Despite growing concerns over landslides that could destroy Losheng (Happy Life) Sanatorium, allegedly caused by the construction of an MRT maintenance depot in New Taipei City’s (新北市) Sinjhuang District (新莊), Premier Jiang Yi-huah (江宜樺) yesterday flatly rejected a request that the depot be relocated.
In a joint interview with the Taipei Times and its sister paper, the Chinese-language Liberty Times, Jiang said he has made it clear to Losheng Sanatorium preservationists that asking for the depot to be built on an alternative site is “basically out of the question,” considering the extent to which work has already been done.
However, “we are very serious” about safety concerns the construction could pose to the sanatorium and will proceed with the project “with extreme caution,” he said.
Photo: Fang Pin-chao, Taipei Times
Jiang said he has been reassured by five civil engineering academics, Public Construction Commission Minister Chen Chen-chuan (陳振川) and experts at the Taiwan Geotechnical Society that the construction, using a method known as “cut-and-cover,” would not lead to landslides on the hill on which the sanatorium is located.
Since construction was resumed at the site of the partially demolished sanatorium, cracks and sinkholes have appeared and grown larger, a problem that preservationists say amounts to an “impeding landslide crisis.”
The latest call for the problem to be addressed was made by movie director Hou Hsiao-hsien (侯孝賢), who recently donated NT$1 million (US$33,520) in prize money from the National Cultural Award to help finance the reconstruction of sanatorium, built in the 1920s to house people with Hansen’s disease (also known as leprosy).
Hou criticized the government for being “indifferent” to the problem at the award ceremony in the presence of the premier. Jiang declined to respond when he was asked for a comment by reporters afterwards.
Prior to that, students in the Youth Alliance for Losheng, who have long stood alongside the sanatorium’s residents, tried in vain to sit down with Jiang to give him the latest information on the landslide problem when he became premier in February.
Jiang said yesterday that he has a thorough understanding of the problem because he had met with the students when he was minister of the interior and vice premier.
“The last time I checked with the competent authorities, I was told that [the concern over landslides] is not an insurmountable problem,” he said.
Before entering politics, Jiang, then a political science professor at National Taiwan University, paid a visit to the sanatorium at the climax of the campaign to preserve the facility in a gesture of support for the campaign.
The construction of the Sinjhuang depot started in June 2002; a year later the first demolition of buildings at the sanatorium and some relocations took place.
After years of protests by conservationists, the Executive Yuan in 2007 came up with a plan, known as “the 530 plan,” to preserve 39 buildings and rebuild 10 elsewhere after construction of the depot had been completed.
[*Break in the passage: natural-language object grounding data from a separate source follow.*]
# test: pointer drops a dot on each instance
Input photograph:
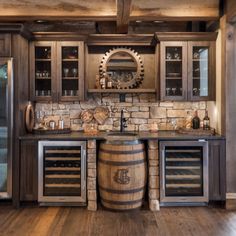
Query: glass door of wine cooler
(174, 70)
(62, 172)
(184, 172)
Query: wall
(141, 110)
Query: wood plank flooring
(70, 221)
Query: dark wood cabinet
(57, 71)
(5, 45)
(187, 67)
(28, 170)
(173, 71)
(217, 170)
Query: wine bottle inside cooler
(206, 121)
(196, 121)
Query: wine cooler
(62, 173)
(184, 172)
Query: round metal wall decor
(123, 67)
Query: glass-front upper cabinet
(70, 65)
(43, 71)
(173, 70)
(200, 73)
(57, 71)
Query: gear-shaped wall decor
(123, 66)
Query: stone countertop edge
(160, 135)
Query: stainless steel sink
(122, 134)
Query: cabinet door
(173, 70)
(28, 171)
(201, 71)
(70, 65)
(217, 170)
(43, 71)
(5, 45)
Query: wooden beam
(172, 10)
(231, 11)
(123, 14)
(112, 10)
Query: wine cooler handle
(163, 170)
(84, 172)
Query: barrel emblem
(121, 176)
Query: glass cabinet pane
(70, 70)
(43, 83)
(173, 75)
(200, 71)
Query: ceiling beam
(231, 11)
(123, 14)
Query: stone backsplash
(141, 110)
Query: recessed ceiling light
(41, 21)
(158, 21)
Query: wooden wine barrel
(122, 174)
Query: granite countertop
(161, 135)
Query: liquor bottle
(206, 121)
(196, 121)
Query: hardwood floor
(70, 221)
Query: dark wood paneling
(217, 170)
(28, 170)
(21, 96)
(123, 14)
(5, 45)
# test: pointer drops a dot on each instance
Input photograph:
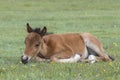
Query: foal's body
(69, 47)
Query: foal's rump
(95, 47)
(63, 46)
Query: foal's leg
(65, 57)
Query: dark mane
(37, 30)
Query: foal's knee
(53, 58)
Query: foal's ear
(29, 29)
(43, 31)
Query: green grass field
(99, 17)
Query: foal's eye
(37, 45)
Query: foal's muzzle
(24, 59)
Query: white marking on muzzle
(25, 57)
(72, 59)
(92, 59)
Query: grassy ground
(99, 17)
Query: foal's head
(32, 43)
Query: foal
(70, 47)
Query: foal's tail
(111, 58)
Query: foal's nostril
(24, 59)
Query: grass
(99, 17)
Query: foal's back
(70, 44)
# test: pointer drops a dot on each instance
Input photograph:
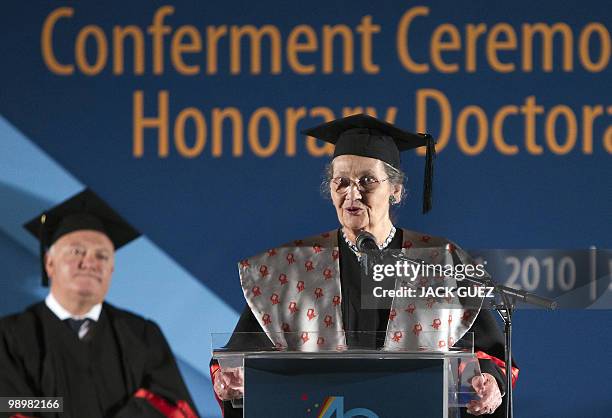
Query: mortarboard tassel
(42, 242)
(430, 154)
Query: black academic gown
(97, 376)
(487, 336)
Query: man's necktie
(79, 326)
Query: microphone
(366, 242)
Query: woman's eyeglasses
(364, 184)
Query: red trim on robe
(180, 410)
(214, 368)
(501, 364)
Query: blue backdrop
(185, 117)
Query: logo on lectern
(333, 407)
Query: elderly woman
(306, 295)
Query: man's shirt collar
(62, 313)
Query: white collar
(62, 313)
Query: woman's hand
(487, 390)
(229, 383)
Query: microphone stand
(509, 297)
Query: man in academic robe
(103, 361)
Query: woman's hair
(396, 177)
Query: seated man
(103, 361)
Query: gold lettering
(236, 34)
(571, 128)
(604, 54)
(119, 35)
(530, 110)
(101, 49)
(366, 29)
(160, 123)
(472, 34)
(218, 117)
(179, 132)
(498, 130)
(178, 48)
(294, 47)
(547, 33)
(589, 114)
(494, 45)
(213, 34)
(402, 40)
(292, 117)
(158, 30)
(273, 122)
(483, 127)
(329, 33)
(46, 41)
(437, 45)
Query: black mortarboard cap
(83, 211)
(367, 136)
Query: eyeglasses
(365, 184)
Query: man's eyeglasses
(364, 184)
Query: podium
(349, 380)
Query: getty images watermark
(426, 280)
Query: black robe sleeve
(160, 376)
(489, 339)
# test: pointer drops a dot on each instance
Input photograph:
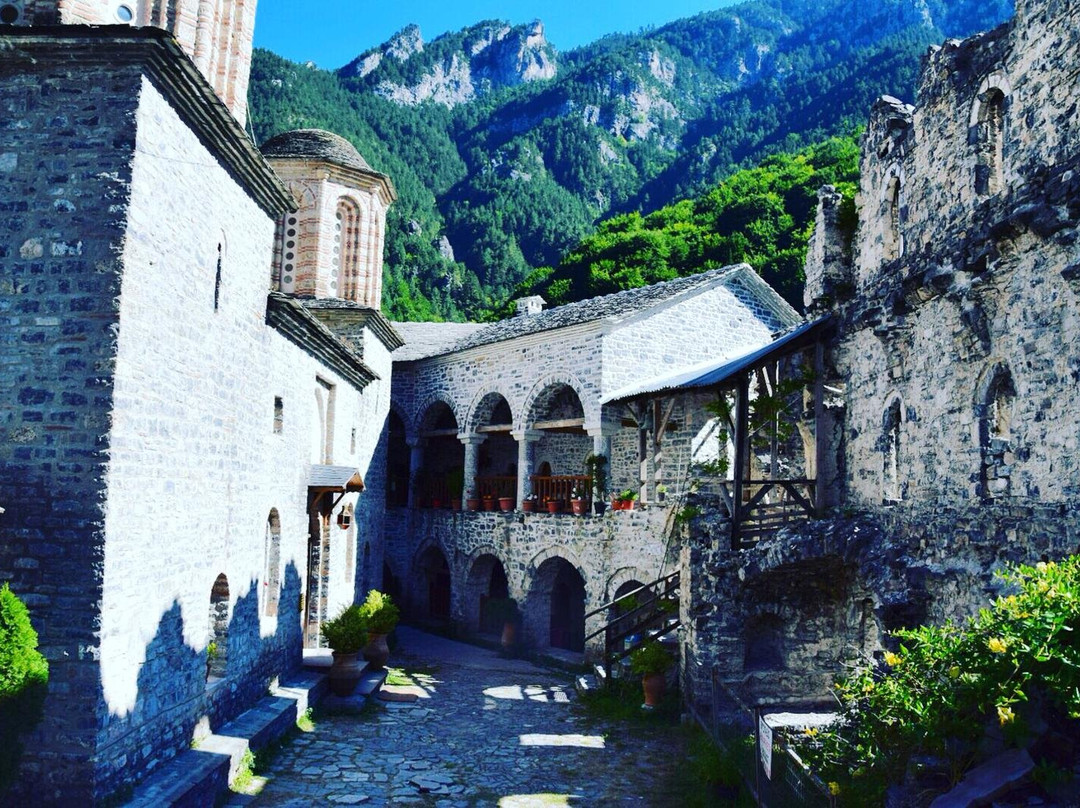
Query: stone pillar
(526, 453)
(415, 461)
(472, 444)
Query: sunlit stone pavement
(485, 731)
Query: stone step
(198, 777)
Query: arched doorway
(487, 580)
(434, 588)
(558, 592)
(399, 456)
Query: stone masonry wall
(65, 173)
(607, 551)
(196, 465)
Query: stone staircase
(201, 776)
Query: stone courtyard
(486, 730)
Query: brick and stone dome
(314, 144)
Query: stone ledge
(199, 776)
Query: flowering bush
(1013, 665)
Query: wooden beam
(563, 423)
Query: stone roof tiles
(440, 340)
(315, 144)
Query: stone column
(415, 461)
(526, 454)
(472, 444)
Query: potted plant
(651, 660)
(596, 468)
(578, 502)
(346, 634)
(380, 615)
(504, 610)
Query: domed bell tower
(332, 246)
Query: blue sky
(331, 32)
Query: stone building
(513, 409)
(952, 354)
(185, 430)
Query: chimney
(529, 306)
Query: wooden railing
(562, 487)
(496, 487)
(768, 506)
(649, 611)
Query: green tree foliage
(24, 675)
(1015, 667)
(763, 216)
(520, 174)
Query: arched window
(287, 236)
(346, 266)
(890, 453)
(990, 129)
(271, 580)
(892, 240)
(217, 642)
(995, 433)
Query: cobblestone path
(490, 731)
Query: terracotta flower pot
(653, 686)
(345, 673)
(376, 651)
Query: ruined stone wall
(65, 175)
(955, 348)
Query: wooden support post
(819, 427)
(741, 439)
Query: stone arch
(986, 128)
(892, 419)
(995, 404)
(480, 408)
(431, 584)
(591, 408)
(416, 422)
(271, 580)
(556, 603)
(217, 636)
(485, 577)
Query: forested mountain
(508, 153)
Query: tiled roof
(615, 306)
(431, 339)
(315, 144)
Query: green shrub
(379, 613)
(347, 633)
(1013, 665)
(649, 657)
(24, 674)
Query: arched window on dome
(285, 252)
(346, 275)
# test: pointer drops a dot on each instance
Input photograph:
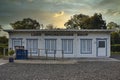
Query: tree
(76, 21)
(1, 27)
(50, 26)
(112, 25)
(82, 21)
(26, 23)
(115, 37)
(3, 40)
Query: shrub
(115, 48)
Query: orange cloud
(61, 13)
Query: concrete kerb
(64, 61)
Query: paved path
(65, 61)
(3, 61)
(85, 70)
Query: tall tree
(112, 25)
(82, 21)
(26, 23)
(50, 26)
(76, 22)
(1, 27)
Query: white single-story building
(71, 42)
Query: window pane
(50, 44)
(67, 46)
(101, 44)
(32, 46)
(86, 46)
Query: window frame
(67, 40)
(85, 46)
(34, 50)
(14, 40)
(50, 51)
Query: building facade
(70, 42)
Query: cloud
(61, 13)
(113, 12)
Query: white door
(32, 46)
(101, 47)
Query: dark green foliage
(112, 25)
(115, 48)
(82, 21)
(115, 38)
(26, 23)
(3, 40)
(11, 52)
(3, 44)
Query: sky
(56, 12)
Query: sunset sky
(56, 12)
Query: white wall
(76, 43)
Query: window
(16, 42)
(101, 44)
(86, 46)
(32, 46)
(50, 45)
(67, 46)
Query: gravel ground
(80, 71)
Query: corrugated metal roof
(59, 30)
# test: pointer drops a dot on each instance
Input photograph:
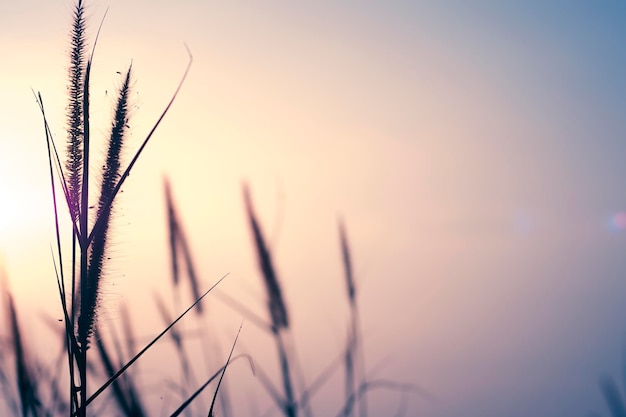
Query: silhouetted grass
(79, 276)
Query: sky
(474, 150)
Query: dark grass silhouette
(96, 365)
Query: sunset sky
(476, 151)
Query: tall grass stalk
(88, 246)
(354, 348)
(275, 304)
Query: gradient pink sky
(474, 149)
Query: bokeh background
(475, 150)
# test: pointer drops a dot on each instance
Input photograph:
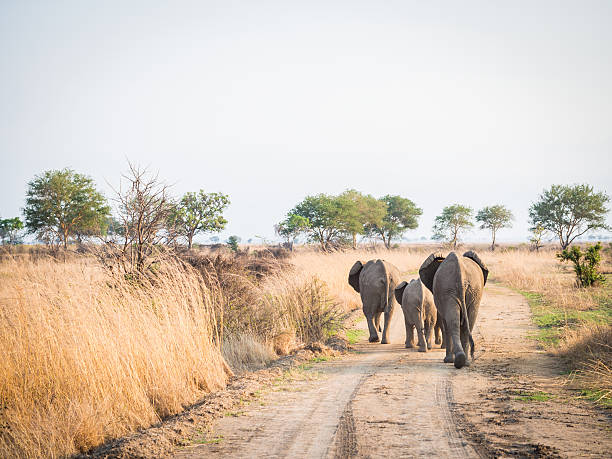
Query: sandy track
(387, 401)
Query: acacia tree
(324, 212)
(452, 222)
(9, 230)
(494, 218)
(199, 213)
(569, 211)
(291, 228)
(359, 213)
(401, 214)
(60, 202)
(537, 233)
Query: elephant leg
(373, 333)
(465, 343)
(388, 317)
(429, 331)
(377, 321)
(409, 332)
(456, 345)
(449, 357)
(438, 330)
(422, 339)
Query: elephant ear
(428, 269)
(354, 275)
(474, 256)
(399, 291)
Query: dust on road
(388, 401)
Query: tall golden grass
(90, 356)
(87, 356)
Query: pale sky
(479, 103)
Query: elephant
(419, 311)
(457, 283)
(375, 282)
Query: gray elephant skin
(457, 283)
(375, 282)
(419, 312)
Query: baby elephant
(419, 311)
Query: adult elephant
(457, 283)
(375, 282)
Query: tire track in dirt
(387, 401)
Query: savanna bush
(585, 263)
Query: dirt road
(388, 401)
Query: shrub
(585, 264)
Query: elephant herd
(443, 302)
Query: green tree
(569, 211)
(60, 202)
(359, 213)
(233, 242)
(199, 213)
(585, 264)
(324, 212)
(292, 227)
(9, 230)
(537, 233)
(401, 214)
(452, 222)
(494, 218)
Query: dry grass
(589, 351)
(575, 322)
(88, 357)
(246, 352)
(578, 318)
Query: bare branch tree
(143, 209)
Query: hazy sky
(478, 102)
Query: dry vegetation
(575, 322)
(91, 356)
(88, 356)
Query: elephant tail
(465, 322)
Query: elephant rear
(457, 284)
(375, 282)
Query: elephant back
(428, 269)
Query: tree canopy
(569, 211)
(324, 213)
(452, 222)
(199, 213)
(401, 214)
(9, 230)
(494, 218)
(359, 213)
(62, 203)
(292, 227)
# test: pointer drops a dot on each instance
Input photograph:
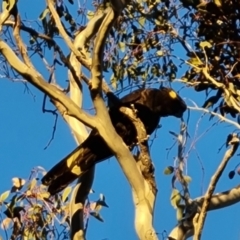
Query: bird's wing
(132, 97)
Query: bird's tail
(68, 169)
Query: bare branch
(53, 92)
(212, 185)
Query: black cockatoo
(151, 104)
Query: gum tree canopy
(106, 50)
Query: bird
(150, 104)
Construction of the depot was resumed in 2008, but the problems with cracks in the walls and sinkholes ensued.
A verdict handed down by Supreme Administrative Court on April 9 ordered a retrial at the Taipei High Administrative Court after a ruling in favor of Taipei Rapid Transit Corp in a lawsuit brought by preservationists demanding a halt to the construction.
Jiang said he supports conserving the remaining buildings at the sanatorium as laid out in the 530 plan as the preservation of an historical site ensures that future generations understand its particular history.
“Even the construction of the depot, right next to the sanatorium, will leave traces of history, that an issue arose here that is the tension between economic development and historical preservation, which would be worthy of our descendants’ remembrance,” he said.
On other topics, Jiang said the downward revision of GDP growth in the first quarter to 1.54 percent, from an earlier forecast of 3.26 percent, “came as a bit of surprise,” but he remains optimistic that GDP growth for the whole year could exceed 3 percent.
Jiang also said he is determined to overhaul the cash-strapped pension system to ensure the funds’ future solvency “for next generation.”
The Cabinet-proposed reform of the labor pension system, that sees most workers who retire after 30 years of service receive a monthly pension of less than NT$20,000, has been met with indignation, with labor groups taking to the streets yesterday to voice their opposition.
In response, Jiang termed the proposal a “moderate reform.”
“If you’re asking me if the reform will cause unbearable grief, then I don’t think so,” he said.